Department of Environmental Engineering, Faculty of Engineering, Gebze Technical University, 41400 Gebze, Turkey; Department of Environmental Engineering, Faculty of Engineering and Natural Sciences, Bursa Technical University, 16310 Bursa, Turkey.
Department of Environmental Engineering, Faculty of Engineering, Gebze Technical University, 41400 Gebze, Turkey; Research Laboratory of Advanced Water and Wastewater Treatment Processes, Department of Applied Chemistry, Faculty of Chemistry, University of Tabriz, 51666-16471 Tabriz, Iran.
Adv Colloid Interface Sci. 2022 Feb;300:102598. doi: 10.1016/j.cis.2021.102598. Epub 2022 Jan 4.
Eutrophication is a widespread environmental challenge caused by excessive phosphate.

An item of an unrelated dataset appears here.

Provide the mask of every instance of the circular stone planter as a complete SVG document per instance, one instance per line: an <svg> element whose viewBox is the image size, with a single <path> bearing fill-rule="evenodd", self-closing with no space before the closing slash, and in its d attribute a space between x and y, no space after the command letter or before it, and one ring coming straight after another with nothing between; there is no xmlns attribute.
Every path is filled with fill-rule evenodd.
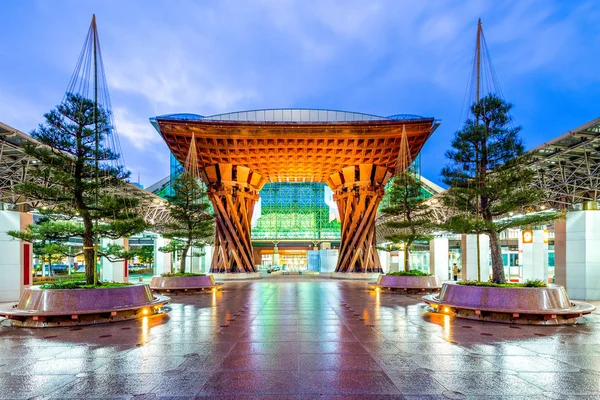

Thus, wastewater engineers primarily aim to limit the phosphate concentration in water bodies. Layered double hydroxides (LDHs) are lamellar inorganic materials containing tunable brucite-like structures. This review discusses the fundamental aspects and latest developments in phosphate removal using LDH-based materials. Based on the divalent cations, Ca, Mg, and Zn-containing LDHs are largely used along with trivalent cations such as Al and Fe owing to their limited toxicities. However, classical LDHs are affected by the presence of co-existing anions, have a narrow working pH range, and have moderate adsorption capacities. Binary LDHs have been designed to be selective towards phosphate by the addition of a third metal such as Zr. Developing LDH composites with magnetic, polymeric or carbon materials are feasible approaches for increasing adsorption capacity, stability, and reusability of LDHs. Biochar as a carrier material for LDHs achieved remarkable phosphate adsorption performance and improved LDH dispersion, anion exchange capacity, and ease of separation. The use of recovered phosphate as an SRF, which is a type of bioavailable fertilizer, is a promising approach.
富营养化是由过量磷酸盐引起的一种广泛存在的环境挑战。因此,废水工程师主要致力于限制水体中的磷酸盐浓度。层状双氢氧化物(LDHs)是含有可调节水滑石结构的层状无机材料。本综述讨论了基于 LDH 的材料去除磷酸盐的基本方面和最新进展。基于二价阳离子,Ca、Mg 和 Zn 含量的 LDH 与 Al 和 Fe 等三价阳离子一起大量使用,因为它们的毒性有限。然而,经典 LDHs 受到共存阴离子的影响,工作 pH 范围较窄,吸附容量适中。通过添加第三种金属(如 Zr),设计了二元 LDH 以对磷酸盐具有选择性。通过与磁性、聚合物或碳材料复合开发 LDH 是提高 LDH 吸附容量、稳定性和可重复使用性的可行方法。将生物炭作为 LDH 的载体材料,实现了显著的磷酸盐吸附性能,并提高了 LDH 的分散性、阴离子交换能力和易于分离。将回收的磷酸盐作为一种 SRF(生物可利用肥料)使用是一种很有前途的方法。